Fill the runner field in FLR options with device private runner.

When running multi-device eager functions, pass the device-private runner (if available) to launch internal ops. It makes sure that GPU kernel launching ops are executed in GPU private thread pool.
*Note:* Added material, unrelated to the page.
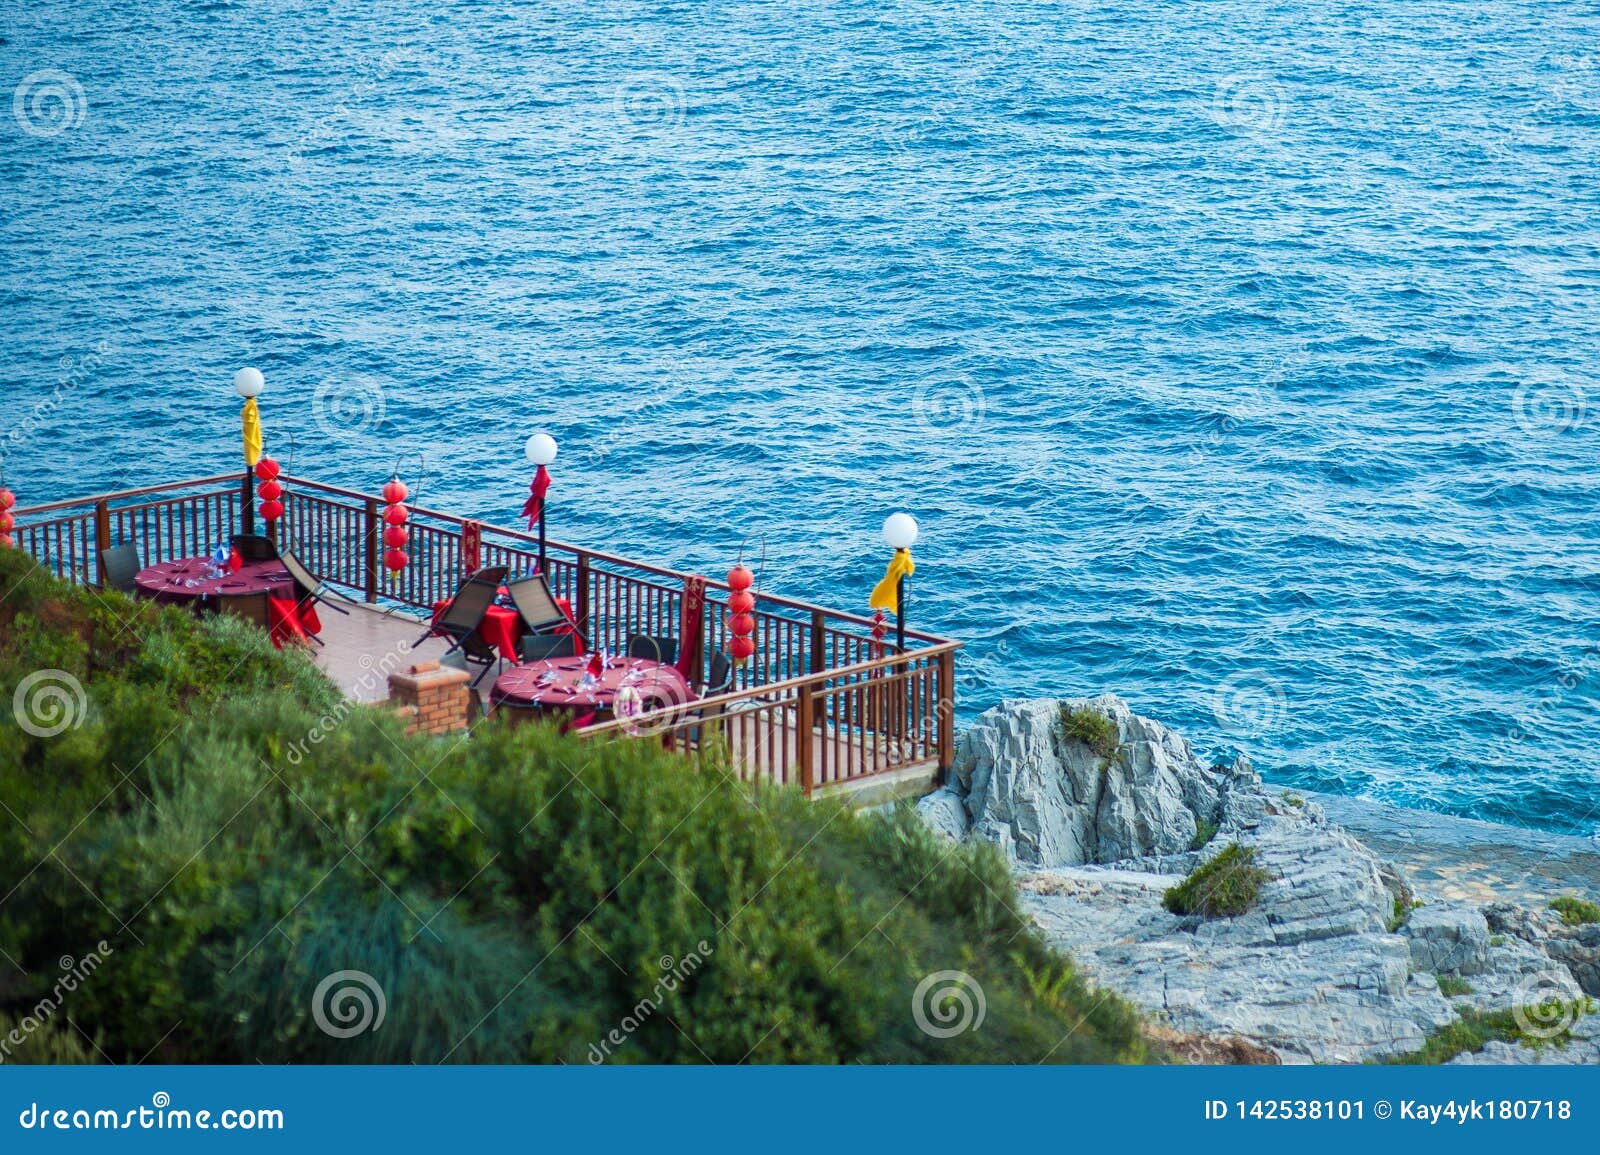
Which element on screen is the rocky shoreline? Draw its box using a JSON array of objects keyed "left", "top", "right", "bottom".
[{"left": 917, "top": 696, "right": 1600, "bottom": 1065}]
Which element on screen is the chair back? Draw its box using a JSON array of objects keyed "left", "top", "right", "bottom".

PiperOrigin-RevId: 239103306
2019-03-18 18:19:37 -07:00 · 2019-03-18 18:19:37 -07:00 · e4df992d2e
commit e4df992d2e
parent 6e9cb400d1
1 changed files with 6 additions and 1 deletions
--- a/tensorflow/core/common_runtime/process_function_library_runtime.cc
+++ b/tensorflow/core/common_runtime/process_function_library_runtime.cc
@ -790,11 +790,16 @@ void ProcessFunctionLibraryRuntime::RunMultiDevice(
    opts_copy.args_alloc_attrs = comp_data.arg_alloc_attrs_;
    opts_copy.rets_alloc_attrs = comp_data.ret_alloc_attrs_;
    opts_copy.remote_execution = false;
+
+    FunctionLibraryRuntime* flr = GetFLR(target);
+    // When target device has private thread pool, use the target device runner
+    thread::ThreadPool* pool = flr->device()->tensorflow_device_thread_pool();
+    opts_copy.runner = (pool == nullptr) ? opts_copy.runner : flr->runner();
    std::vector<Tensor> comp_args =
        GetArgsForIndices(comp_data.arg_indices_, args);
    std::vector<Tensor>* comp_rets = new std::vector<Tensor>;
    rets->resize(data->num_outputs_);
-    GetFLR(target)->Run(
+    flr->Run(
        opts_copy, handle, comp_args, comp_rets,
        [comp_rets, rets, comp_data, refcounted_done](const Status& status) {
          if (!status.ok()) {